I must have cried out as I hit the ground.
‘Hey! Everything all right over there?’ the orange-sweatered woman wanted to know.
‘Fine!’ I caroled from a prone position in the zinnias.
‘Peachy,’ Lillian replied with a conspirational glance in my direction.
‘Those men?’ Lillian said as I got to my feet, dusted off my red slacks and began to pick cedar chips out of my hair. She bobbed her head, indicating the wall. ‘My eyes are no good, but there’s nothing wrong with my ears.’
‘You heard something interesting, Lillian?’
‘Uh huh.’
She was making me work for it, and judging by the sly grin lighting her face, Lillian knew it, too.
‘One man said, “I’m going to kill you, you mother fucking son of a bitch.”’
‘Which one?’ I asked, trying hard not to laugh at the poster image of a grandmother standing before me, swearing like a longshoreman.
She shrugged then smiled beatifically. ‘Dunno, lovey.’
Which left me wondering whether it really was the graffiti artist who’d threatened to kill Masud. Could it have been the other way around?
EIGHT
‘O Prophet! Tell your wives and your daughters and the women of the believers to draw their cloaks (veils) all over their bodies. That will be better, that they should be known (as free respectable women) so as not to be annoyed.’
Quran, 33:59
When I met Naddie for lunch in the dining room half an hour later, as hard as it was not to mention the attack on Masud that I’d come within sixty seconds of witnessing, I kept my promise. My head was spinning with thoughts as to who the balaclava man might have been – sadly, there were a few potential suspects. Naddie was an investor in Calvert Colony so she’d find out about the incident eventually, but I owed Masud the courtesy of allowing him to report it to The Powers That Be himself.

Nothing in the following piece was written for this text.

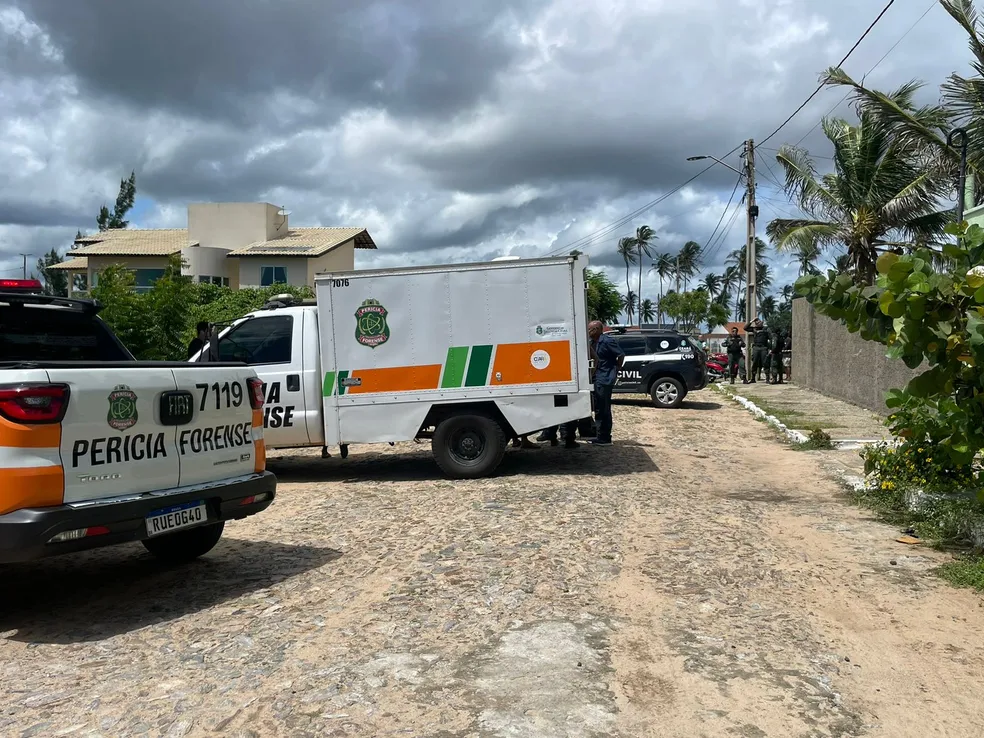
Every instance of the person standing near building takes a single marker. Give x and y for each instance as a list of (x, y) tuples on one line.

‘Who is that?’ I asked, as we tucked into our starters.
‘Who?’ Naddie considered my question over a bowl of vichyssoise.
I pointed with my soup spoon. ‘That guy talking to Raniero, over by the kitchen door. Light brown hair. Blue suit, yellow tie. He looks like a lawyer.’
She turned her head. ‘Oh, I should introduce you. That’s Tyson Bennett. He’s the executive director of Calvert Colony. A hands-on kind of guy who really seems to care about the residents.’
Ah ha, I thought. The Powers That Be himself.
Naddie waved in Tyson’s direction but he was too engrossed in his conversation with the chef to notice. ‘Tyson used to be a lawyer but after he won some sort of long-running, high-profile liability case and got a whopping settlement for his client, he decided to retire from practicing law.’
I blew on a spoonful of clam chowder to cool it. ‘Must be nice.’